BELLVILLE -- Henry Richards knew his Steadfast Fly-In Hot Rod Classic on Saturday would not be your normal weekend car show.
The award-winning owner of Steadfast Manufacturing didn't want it any other way.
He wanted true car lovers coming to his home and business, located side by side on six acres along Rhinehart Road.
"In your typical car show, you have got guys that are going to roll in and they're going to sit on their lawn chairs all day. They are going to be bringing cars they didn't build themselves. And they are going to be hoping for a big award," Richards said.
"This show here ... there are no awards. There are no entry fees. These are guys who are in it for the love of the game. These are the purists," Henry said as threatening clouds rolled overhead.
"We know that it was possibly going to rain today. It's rained a few days around here. And we have guys coming from Arkansas and Arizona and Oklahoma who drove through the rain to get here. These guys are here because they love their cars," Richards said.
"Most of the guys here have built their own cars," he said, standing outside his own 7,800-square foot facility.
That building of cars is Richards' true passion. In 2020, he constructed a 1932 Ford Coupe that was selected a national Hot Rod of the Year by Classic Instruments Street Rod. It took 2 1/2 years to produce it from the ground up for a buyer in Wellington in Lorain County.
Folks buying from Richards, a Crestview High School graduate, know the final product is worth the wait.

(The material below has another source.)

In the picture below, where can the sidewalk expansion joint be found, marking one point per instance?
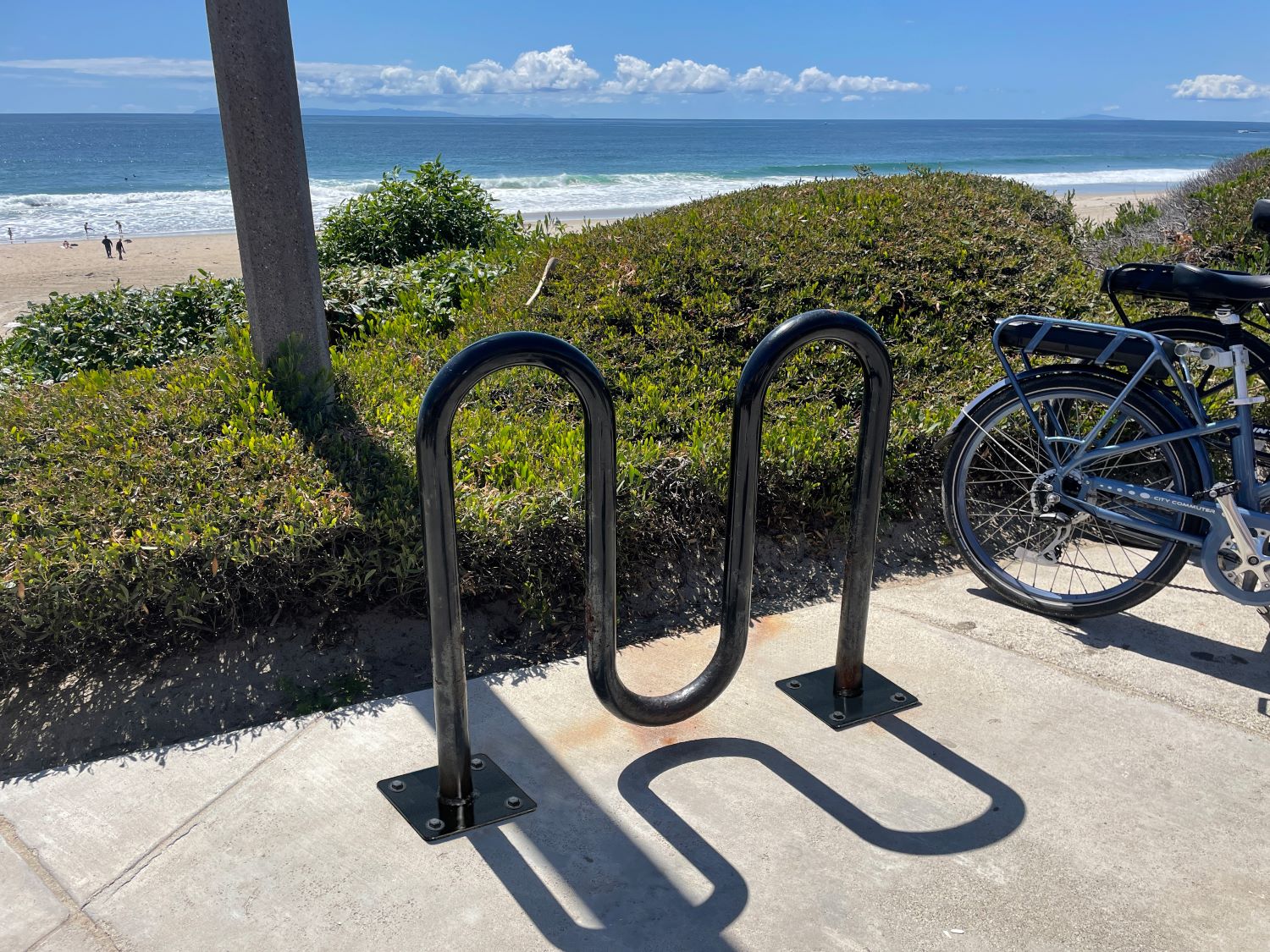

It's that kind of passion that led to hundreds of car enthusiasts milling around the site Saturday. Hot rods and vintage cars of all shapes, sizes and colors provided amazing views everywhere participants looked.
Tall Timber Inn supplied tons of chicken wings for those in attendance, many of whom waited in a long line to register for the day's lone prize -- a car chassis being given away by Richards valued at around $22,000.
Richards said the show included seven completely Steadfast Manufacturing-built cars and another 10 his business had done work on.
Richards said the idea behind the fly-in was to give back to car lovers who have given so much to his business over the years.
It's likely the turnout exceeded even Richards' expectations as cars continued to roll into the show.
"I'm excited," he said with a smile. "There are a few cars here for sure. I didn't really know what to expect. I had no clue.
"I didn't advertise the show locally because I knew we'd have a lot of people coming in from out of state," he said.
The chassis is a symbol of blessings to Richards, who openly shares his faith in God.
"When we give that chassis away, I want to use it to share what God has done for us over the years. It's our way of saying thanks for all the people we have crossed paths with and the many wonderful opportunities we've had through this business and our passion," Richards said.
Richards said he has officially shut his shop down to new orders.
"We won't take on any more (new) business," Richards said. "I've got enough business to keep us going for probably three or four lifetimes. I always try to work ahead (in terms of orders) and we have more than enough to keep us busy."